Par Clara Marchaud, reporter de l’Institut Open Diplomacy au Conseil européen des 20 et 21 octobre 2016 en partenariat avec Toute l’Europe

· Eurasie

Alors que plus de 9 500 personnes ont été tuées dans le Donbass depuis avril 2014, le groupe de contact trilatéral OSCE - Russie - Ukraine est parvenu à un accord de démilitarisation pour mettre en oeuvre le cessez-le-feu temporaire annoncé le 1er septembre 2016. Ce document a été signé le 21 septembre dernier pour trois zones pilotes de l’Est de l’Ukraine par des représentants de l’Organisation pour la Sécurité et la Coopération en Europe (OSCE), de la Russie, de l’Ukraine et des représentants des autorités séparatistes - la République populaire de Donetsk et celle de Louhansk. Si cette entente est une bonne nouvelle pour les civils et militaires au cœur des combats depuis deux ans, la résolution complète du conflit semble encore loin de devenir une réalité.

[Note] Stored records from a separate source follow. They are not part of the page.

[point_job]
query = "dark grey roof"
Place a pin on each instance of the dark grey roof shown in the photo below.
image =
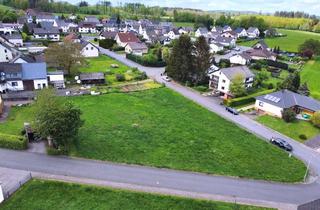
(221, 39)
(203, 30)
(13, 36)
(52, 30)
(27, 58)
(288, 99)
(109, 34)
(31, 71)
(251, 29)
(226, 27)
(10, 67)
(232, 72)
(85, 43)
(46, 25)
(239, 30)
(137, 46)
(91, 76)
(55, 73)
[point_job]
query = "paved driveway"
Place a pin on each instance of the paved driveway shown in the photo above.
(245, 191)
(300, 150)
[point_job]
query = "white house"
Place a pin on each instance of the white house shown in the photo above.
(201, 32)
(7, 29)
(15, 39)
(34, 76)
(217, 29)
(173, 34)
(229, 34)
(216, 47)
(226, 29)
(261, 54)
(253, 32)
(52, 34)
(241, 59)
(6, 54)
(123, 39)
(241, 32)
(56, 79)
(221, 80)
(274, 104)
(86, 28)
(225, 41)
(136, 48)
(89, 50)
(23, 76)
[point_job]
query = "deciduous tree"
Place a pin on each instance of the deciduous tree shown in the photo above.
(203, 59)
(66, 55)
(237, 87)
(57, 118)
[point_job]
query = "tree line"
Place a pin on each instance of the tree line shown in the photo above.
(189, 62)
(294, 14)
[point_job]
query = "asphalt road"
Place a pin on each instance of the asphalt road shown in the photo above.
(160, 178)
(308, 155)
(192, 183)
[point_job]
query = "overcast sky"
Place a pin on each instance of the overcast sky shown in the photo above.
(309, 6)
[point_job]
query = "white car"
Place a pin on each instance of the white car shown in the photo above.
(166, 78)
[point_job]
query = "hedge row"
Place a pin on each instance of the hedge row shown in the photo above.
(13, 142)
(246, 99)
(144, 62)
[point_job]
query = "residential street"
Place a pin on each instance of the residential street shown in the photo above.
(246, 191)
(191, 183)
(300, 150)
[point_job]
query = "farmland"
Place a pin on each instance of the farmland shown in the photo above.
(290, 43)
(161, 128)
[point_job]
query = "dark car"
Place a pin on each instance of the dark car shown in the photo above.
(281, 143)
(232, 110)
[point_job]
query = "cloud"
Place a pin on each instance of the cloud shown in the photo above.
(308, 6)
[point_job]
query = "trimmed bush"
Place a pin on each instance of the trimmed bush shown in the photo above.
(13, 142)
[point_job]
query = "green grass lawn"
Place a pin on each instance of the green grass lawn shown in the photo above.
(103, 64)
(183, 24)
(163, 129)
(17, 116)
(292, 130)
(311, 75)
(289, 43)
(39, 194)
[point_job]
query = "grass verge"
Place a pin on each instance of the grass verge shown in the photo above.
(39, 194)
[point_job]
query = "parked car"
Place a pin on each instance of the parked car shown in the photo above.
(232, 110)
(166, 78)
(281, 143)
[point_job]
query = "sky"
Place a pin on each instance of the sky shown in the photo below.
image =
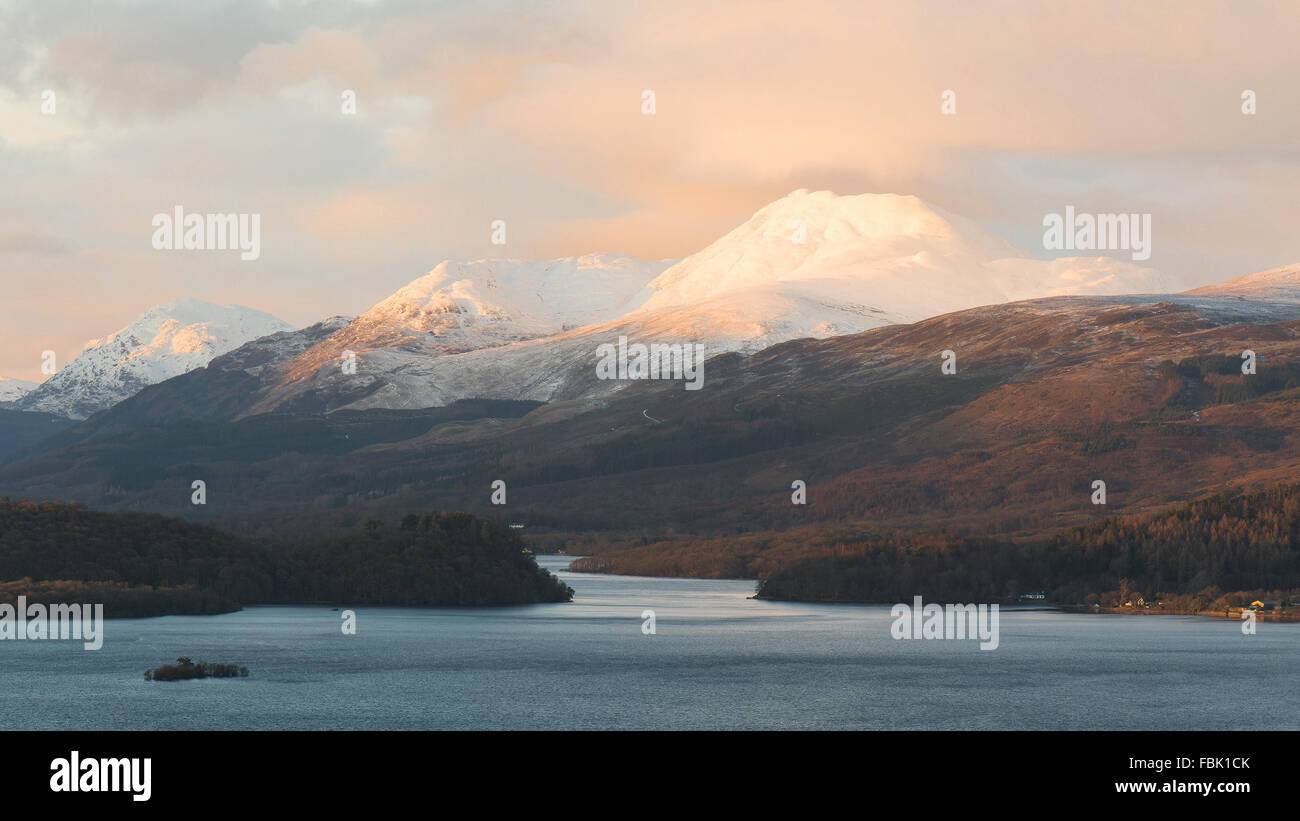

L’accord de démilitarisation, le début d’un processus

Cet accord de septembre dernier, qui prévoit le retrait des armes lourdes et des combattants des petites villes de Stanitsa Louganskaïa, Zolotoïé et Petrovskoïé, se démarque des précédents selon Evguéni Martchouk, un émissaire du gouvernement de Kiev chargé de ces pourparlers. "Si cet accord était mis en œuvre, cela pourrait être le début d'une nouvelle ère de règlement de tous les problèmes liés à la guerre dans le Donbass" a t-il ainsi déclaré à en septembre à l’AFP. Nouveauté par rapport aux anciens accords de Minsk qui prenaient en compte l’ensemble de la ligne de front, le retrait ne s’applique ici “qu’à un périmètre de deux kilomètres de long et de large dans les zones pilotes”. "C'est quelque chose qui n'avait pas été fait avant. Il n'y a pas encore eu de retrait des combattants, c'est une première tentative" a ajouté le représentant.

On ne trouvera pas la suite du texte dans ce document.